In Alex Rivera’s thriller, it’s a future in which illegal immigration between Mexico and the US has been completely outlawed (thanks to a border wall..). However, since the US economy would collapse without a steady stream of people willing to work for nothing, would- be prospective citizens toil in grim factories where they’re physically plugged into virtual reality machines that control robots doing labor stateside. Within this uneasy mix, we meet a man who dreams of hacking into a massive corporation to restore water to his region; a woman who peddles uploaded memories; and a drone pilot who has a crisis of conscience. Sleep Dealer is obviously a politically- minded tale that’s really about globalization, but it also manages to be completely thrilling at the same time.
Moon (2. 00. 9)At the very end of a three- year solo stint on the Moon, the man overseeing an automated mining facility (Sam Rockwell)—who has only his AI (voiced by Kevin Spacey) for companionship—realizes he’s not as alone as he once thought. He also starts to suspect that his corporate employers are not as benevolent as he once believed. Director Duncan Jones (Source Code, Warcraft) is working on another film set in the same universe as Moon, called Mute, which will also have scifi elements though it’ll be set on Earth this time; eventually, he hopes to do a third and make it a trilogy. The Signal (2. 01. College kids on a road trip take a detour to track down their nemesis, a mysterious hacker who lures them to an alien encounter, after which they’re whisked to an apparent government facility that’s experimenting with alien technology. On humans. Including them. Aside from its imaginative plot, which keeps you guessing until the end (and even then leaves you with a great “Huh?” image), it’s production design that evokes 2.

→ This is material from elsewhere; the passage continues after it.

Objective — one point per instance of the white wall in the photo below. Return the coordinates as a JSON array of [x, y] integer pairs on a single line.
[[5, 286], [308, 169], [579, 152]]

A Space Odyssey and supporting turns by Laurence Fishburne and Lin Shaye that make The Signal especially memorable. Safety Not Guaranteed (2. Following in the footsteps of Gareth Edwards, director Colin Trevorrow made his feature debut with this budgeted- under- a- million indie before taking on Jurassic World and Star Wars: Episode IX. An intriguing magazine ad seeking a time travel companion (“this is not a joke”) piques the interest of a trio of Seattle journalists (Aubrey Plaza, Jake Johnson, and Karan Soni), who track down the man (Mark Duplass) to see if he’s a nutcase or the real deal—or, as it turns out, kinda both. The script (by Derek Connolly) was inspired by a real (but fake) ad that once ran in Backwoods Home Magazine, a fact which helps ground the film’s quirkiness—as do its performances (Plaza is perfect) and its portrayal of time travel as something ordinary people might explore for their own deeply personal reasons. And yes, there are Star Wars jokes. The One I Love (2.
Yep, another one with Mark Duplass. Watch Open Graves Dailymotion. Charlie Mc. Dowell’s debut feature—filmed mostly at co- star Ted Danson’s house—is about Ethan and Sophie (Duplass and Elisabeth Moss), a married couple who try to salvage their relationship by going on a weekend getaway. Things soon get very, very surreal when it becomes apparent that everything is not what it seems, especially not Ethan and Sophie, who become entangled in their very unconventional therapy session.